Sen. McCain Says Kagan Was "Aiding And Abetting Violation Of A Law"
One of the most common objections to Solicitor General Elena Kagan's nomination to the Supreme Court is the false claim that, as dean of Harvard Law School, she "banned" military recruiters from campus over her objection to "Don't Ask, Don't Tell" (DADT). Last night on Fox News, Sen. John McCain (R-AZ) told Sean Hannity that he is "outraged" by Kagan's actions, suggesting that she was "aiding an abetting violation of a law."
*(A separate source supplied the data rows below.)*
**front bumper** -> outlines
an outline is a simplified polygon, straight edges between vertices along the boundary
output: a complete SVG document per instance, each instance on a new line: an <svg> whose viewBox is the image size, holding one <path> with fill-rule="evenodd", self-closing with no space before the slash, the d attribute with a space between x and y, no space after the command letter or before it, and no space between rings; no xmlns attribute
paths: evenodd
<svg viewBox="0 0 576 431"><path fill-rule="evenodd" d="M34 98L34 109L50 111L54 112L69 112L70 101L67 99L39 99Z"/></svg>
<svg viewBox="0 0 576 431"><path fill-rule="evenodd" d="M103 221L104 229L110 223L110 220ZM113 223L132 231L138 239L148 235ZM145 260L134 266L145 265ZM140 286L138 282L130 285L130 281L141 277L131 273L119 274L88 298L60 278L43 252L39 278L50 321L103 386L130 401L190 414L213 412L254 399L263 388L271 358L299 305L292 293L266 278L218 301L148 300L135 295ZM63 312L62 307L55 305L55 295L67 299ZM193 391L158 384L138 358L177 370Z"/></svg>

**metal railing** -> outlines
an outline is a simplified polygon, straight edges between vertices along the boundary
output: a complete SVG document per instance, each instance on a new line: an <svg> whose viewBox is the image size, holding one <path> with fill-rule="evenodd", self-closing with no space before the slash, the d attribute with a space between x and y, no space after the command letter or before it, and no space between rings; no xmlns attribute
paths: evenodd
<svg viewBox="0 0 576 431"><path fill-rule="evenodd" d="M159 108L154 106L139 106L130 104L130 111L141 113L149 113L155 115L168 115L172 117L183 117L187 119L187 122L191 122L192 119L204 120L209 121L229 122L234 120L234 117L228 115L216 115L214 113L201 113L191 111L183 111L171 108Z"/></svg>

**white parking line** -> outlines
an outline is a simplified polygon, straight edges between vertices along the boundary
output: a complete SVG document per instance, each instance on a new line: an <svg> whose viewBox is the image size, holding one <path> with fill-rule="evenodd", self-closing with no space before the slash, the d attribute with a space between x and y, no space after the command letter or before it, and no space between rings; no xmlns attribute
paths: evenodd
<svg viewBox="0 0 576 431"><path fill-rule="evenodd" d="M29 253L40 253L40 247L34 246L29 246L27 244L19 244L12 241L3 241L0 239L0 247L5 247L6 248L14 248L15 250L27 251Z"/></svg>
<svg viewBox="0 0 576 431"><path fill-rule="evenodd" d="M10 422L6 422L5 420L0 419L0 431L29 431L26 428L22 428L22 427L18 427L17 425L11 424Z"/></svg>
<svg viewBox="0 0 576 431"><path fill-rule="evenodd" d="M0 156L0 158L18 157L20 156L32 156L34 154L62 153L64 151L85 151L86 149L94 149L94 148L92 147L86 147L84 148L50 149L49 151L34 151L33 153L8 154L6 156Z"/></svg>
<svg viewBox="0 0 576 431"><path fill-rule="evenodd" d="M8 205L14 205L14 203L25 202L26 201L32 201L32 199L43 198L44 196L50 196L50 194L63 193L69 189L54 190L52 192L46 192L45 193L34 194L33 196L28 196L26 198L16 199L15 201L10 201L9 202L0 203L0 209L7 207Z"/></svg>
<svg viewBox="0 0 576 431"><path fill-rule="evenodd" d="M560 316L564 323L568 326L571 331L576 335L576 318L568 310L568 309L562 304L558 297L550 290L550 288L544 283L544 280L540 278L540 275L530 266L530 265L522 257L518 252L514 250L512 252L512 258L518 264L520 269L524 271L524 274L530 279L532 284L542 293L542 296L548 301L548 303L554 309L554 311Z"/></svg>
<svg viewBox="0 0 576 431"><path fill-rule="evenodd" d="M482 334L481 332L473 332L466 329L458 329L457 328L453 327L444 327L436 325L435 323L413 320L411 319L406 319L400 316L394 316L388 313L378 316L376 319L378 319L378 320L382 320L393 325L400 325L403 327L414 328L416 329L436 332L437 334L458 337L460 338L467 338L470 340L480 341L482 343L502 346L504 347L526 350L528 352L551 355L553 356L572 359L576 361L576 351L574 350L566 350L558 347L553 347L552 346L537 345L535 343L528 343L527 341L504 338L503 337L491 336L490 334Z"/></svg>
MCCAIN: Well, I'll give the process a chance to work its way through. But I am still outraged. You know the members of the ROTC at Harvard had to go to MIT to do their training. Now here's a school -- the Harvard Law School can produce all of our Supreme Court justices, but Harvard will not allow recruiters to help young men and women serve their country in uniform. And she called it a policy. But it wasn't a policy, it was a law. "Don't Ask, Don't Tell" is a law. ...And so she was encouraging, it seems to me -- and I'll be glad to let her make her case, but seems to me she was aiding and abetting violation of a law.
McCain's criticisms are incredibly dishonest. For starters, many academic institutions have long held bans on ROTC, including Columbia University, where McCain recently sent his daughter (and his money). To blame Kagan for a policy that took effect in 1969, when she was only nine years old, and isn't particular to the law school is absurd.
Furthermore, Kagan did not ban the military from Harvard's campus. In reality, she upheld an existing policy disallowing employers who discriminate based on sexual orientation from participating with the university's Office of Career Services, while facilitating military recruitment through the law school's Veterans Association.
It's true that Kagan opposes the military's discrimination against gays, but that is far from evidence that she is anti-military. In fact, the opposite is true. As Kagan said in 2005, "The importance of the military to our society -- and the great service that members of the military provide to all the rest of us -- heightens, rather than excuses, this inequity."